Exploring embedded as a future growth driver
Many of the operators attending the show had (unsurprisingly) similar views of the industry, and the potential sources of future growth, as markets that were recently categorised as “emerging” begin to reach saturation point. One of the areas where there is a shared confidence is the machine-to-machine (M2M) sector, where APAC operators are echoing the optimism of their counterparts in other global markets. A previously cited number of 50 billion M2M connections by 2020 was reiterated several times, with forecasts that M2M connections will outstrip human-to-human accounts by a factor of 30. With M2M currently on the edge of a commercial explosion, much of the attention was focused on future-proofing investments to support the evolving nature of the mobile industry, and there were warnings that operators may not have done enough groundwork to deliver success in what is still a largely unproven market – with many potential customers still needing to be educated on the benefits of embedded mobile connectivity. A significant issue for operators is making the correct technology choices now, informed by the long-term development the mobile industry is likely to witness. Unlike consumer mobile devices, which have a relatively short replacement cycle, M2M modules can have a much longer economic life, meaning it makes sense to consider future business models when rolling out M2M solutions now. For example, the potential to re-farm 2G spectrum for 3G is one such issue for older embedded modules, as these will no longer work when the 2G network is switched off – meaning that a large-scale field replacement programme would be necessary.

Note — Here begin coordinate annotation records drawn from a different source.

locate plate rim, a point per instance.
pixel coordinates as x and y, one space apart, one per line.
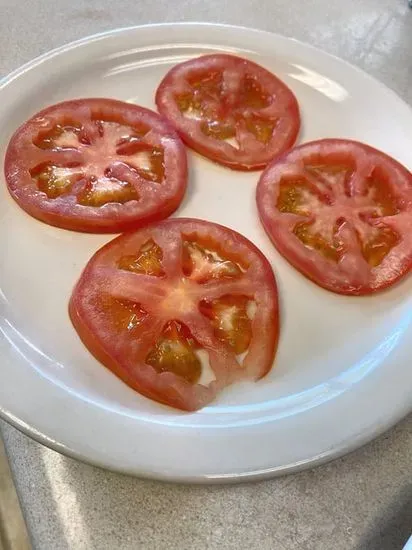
347 446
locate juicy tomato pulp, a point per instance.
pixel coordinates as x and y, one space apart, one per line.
341 213
96 165
230 110
179 310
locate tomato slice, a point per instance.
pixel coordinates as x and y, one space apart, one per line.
96 165
341 213
230 110
179 310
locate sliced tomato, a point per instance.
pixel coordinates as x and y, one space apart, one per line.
230 110
96 165
179 310
341 213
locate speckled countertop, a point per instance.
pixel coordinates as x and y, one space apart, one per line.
361 502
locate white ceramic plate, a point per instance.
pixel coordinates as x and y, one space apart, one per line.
343 370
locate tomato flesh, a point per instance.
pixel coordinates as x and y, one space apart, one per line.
230 110
168 309
174 352
341 212
96 165
231 321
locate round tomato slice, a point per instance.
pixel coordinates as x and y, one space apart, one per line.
341 213
230 110
179 310
96 165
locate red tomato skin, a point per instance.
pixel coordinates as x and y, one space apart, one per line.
15 173
191 401
205 151
304 267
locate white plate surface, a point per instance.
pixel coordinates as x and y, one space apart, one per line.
343 370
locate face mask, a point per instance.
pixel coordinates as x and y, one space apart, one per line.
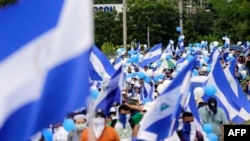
123 119
81 126
186 127
98 126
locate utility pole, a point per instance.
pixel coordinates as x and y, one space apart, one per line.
124 9
148 38
181 15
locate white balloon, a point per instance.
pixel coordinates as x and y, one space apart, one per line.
163 56
174 74
198 92
160 88
149 72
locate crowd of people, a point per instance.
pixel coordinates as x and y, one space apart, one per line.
123 121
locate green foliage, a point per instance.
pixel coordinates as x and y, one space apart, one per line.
108 49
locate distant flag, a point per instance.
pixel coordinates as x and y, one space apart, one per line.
166 108
153 55
170 47
138 49
110 92
44 64
225 95
100 66
244 114
149 91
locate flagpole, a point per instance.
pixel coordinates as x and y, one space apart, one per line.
124 25
148 37
181 15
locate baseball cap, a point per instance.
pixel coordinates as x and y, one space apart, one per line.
212 103
100 113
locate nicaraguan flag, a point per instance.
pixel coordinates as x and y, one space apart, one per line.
225 95
118 63
244 114
153 55
110 92
166 108
100 66
44 63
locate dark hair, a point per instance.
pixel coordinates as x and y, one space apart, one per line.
187 114
123 107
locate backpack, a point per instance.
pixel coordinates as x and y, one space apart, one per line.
199 136
131 122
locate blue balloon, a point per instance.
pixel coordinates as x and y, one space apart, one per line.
212 137
69 125
207 128
47 134
94 93
168 57
208 69
195 72
178 29
210 90
190 58
156 79
161 76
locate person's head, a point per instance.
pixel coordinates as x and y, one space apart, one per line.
137 88
98 123
124 109
187 117
212 105
80 121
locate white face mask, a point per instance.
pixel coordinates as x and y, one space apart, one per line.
81 126
98 126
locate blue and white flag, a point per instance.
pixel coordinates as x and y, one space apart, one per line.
100 66
166 108
118 63
149 91
224 95
110 92
44 63
244 114
153 55
138 48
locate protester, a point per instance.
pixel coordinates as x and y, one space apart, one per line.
99 131
189 132
214 115
80 123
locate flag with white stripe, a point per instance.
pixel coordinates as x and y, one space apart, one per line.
44 63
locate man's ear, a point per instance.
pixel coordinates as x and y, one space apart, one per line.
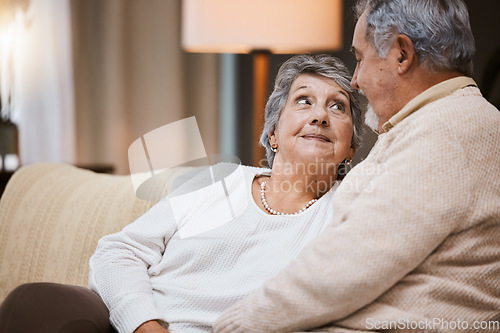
407 56
351 153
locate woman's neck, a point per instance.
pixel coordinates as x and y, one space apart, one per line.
292 185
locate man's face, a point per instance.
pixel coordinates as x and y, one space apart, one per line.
375 76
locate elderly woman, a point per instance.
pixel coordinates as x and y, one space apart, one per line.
154 278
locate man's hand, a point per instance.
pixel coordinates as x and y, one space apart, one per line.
151 326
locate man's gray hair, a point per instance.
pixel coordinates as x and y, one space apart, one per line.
439 29
324 65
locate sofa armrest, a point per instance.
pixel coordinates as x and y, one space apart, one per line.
51 217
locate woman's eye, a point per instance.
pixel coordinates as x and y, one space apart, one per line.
338 106
303 101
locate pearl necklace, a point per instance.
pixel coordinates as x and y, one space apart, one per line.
272 211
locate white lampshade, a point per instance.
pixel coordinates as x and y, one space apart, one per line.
278 26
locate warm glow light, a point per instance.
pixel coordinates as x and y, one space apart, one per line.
11 39
279 26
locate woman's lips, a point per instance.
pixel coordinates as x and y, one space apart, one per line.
318 137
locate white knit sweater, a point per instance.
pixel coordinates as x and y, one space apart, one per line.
415 238
225 249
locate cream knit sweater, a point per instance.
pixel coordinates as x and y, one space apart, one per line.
415 239
224 249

The GSMA and Analysys Mason published a report urging operators to embrace 3G modules due to the lower total cost of ownership these can deliver, arguing that this is lower than for 2G modules “for almost all applications in almost all scenarios.” The GSMA’s work in developing SIMs that can be remotely activated is also a significant development, in that it will make the rollout and provisioning of new M2M-enabled equipment easier, improving flexibility and reducing costs.